A few years ago I picked up a book called Zen and the Art of Motorcycle Maintenance. A friend had recommended it to me with very few details other than, “You would like it.” What I found was not a manual about keeping your cool while tackling tricky motorcycle problems, but a treatise on quality. The author, Robert Pirsig, wove a beautiful tale of a man driven mad attempting to understand “Quality” and his cross country motorcycle road trip towards reconciliation. My friend was right, and I started thinking about how quality impacted everything. How we evaluate things and make decisions is all built on the foundation of Quality.
Recently, I was engaged to assess quality of data used by a reporting application. Pirsig defined quality as the ability to discern between “good” and “bad” at that particular moment in time. There is the Subjective view based on “personal opinions, assumptions, and beliefs,” and there is the Objective view based on “observations of measurable facts.”
With my limited business domain knowledge, I knew it was too early to look at the data using a Subjective view, but the Objective view would give me the insights required to discern the “good” data from “bad” data. I chose to concentrate my research to three Objective attributes of quality: Completeness, Consistency, and Accuracy.

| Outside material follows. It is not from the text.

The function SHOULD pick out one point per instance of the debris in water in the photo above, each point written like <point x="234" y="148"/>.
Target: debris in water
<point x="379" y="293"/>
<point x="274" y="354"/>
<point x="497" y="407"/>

When assessing something for quality, we must first see if what we wish to evaluate is present and whole. When looking at a particular data set it’s important to check, sometimes even at a column level, if the data you are looking for is complete.
Take, for example, a customer table that has 100 records, but the “Last name” column is only populated for 75 of those 100 records. We have a significant “Completeness” data quality issue where we are missing 25% of our customer’s last names in our customer table. This is a simple test, but a critical metric that may reveal larger problems in the sourcing, processing, or insertion of data.
It’s important to remember that “Completeness” quality will depend on the field you are looking at. In the above example we could expect “Last Name” to be populated at least 95% of the time, and raise alarms for data sets that had “last name completeness” lower than that. However, we may expect the “Middle Name” field to only be populated 25% of the time. We may find that “Middle Name” is only populated 15% of the time, but the field is deemed optional/lower priority and thus unimportant.
Once we’ve identified if data is present, we need to validate that each unique value of data represents and communicates unique information. Imagine we have a product table with a column that describes the color of a product. For simplicity sake, the product can be one of four colors: Red, Green, Blue, or Black. When we start looking at the data, we notice values like this:
You data analysts out there are smiling with familiarity right about now. It’s a simple enough data set, but it has a myriad of consistency issues. See the last column below:
Out of the six values above, only one of them is perfect. The remaining data that has consistency issues may indicate problems with the sourcing or processing of data.
When evaluating for Consistency it’s important to evaluate each value for its purpose. Does “0”, NULL, or “blank space” convey the same thing, or is there a deliberate reason as to why a field may have a “0” sometimes, and be NULL others? Is there a more appropriate and distinct value we can use to represent that information?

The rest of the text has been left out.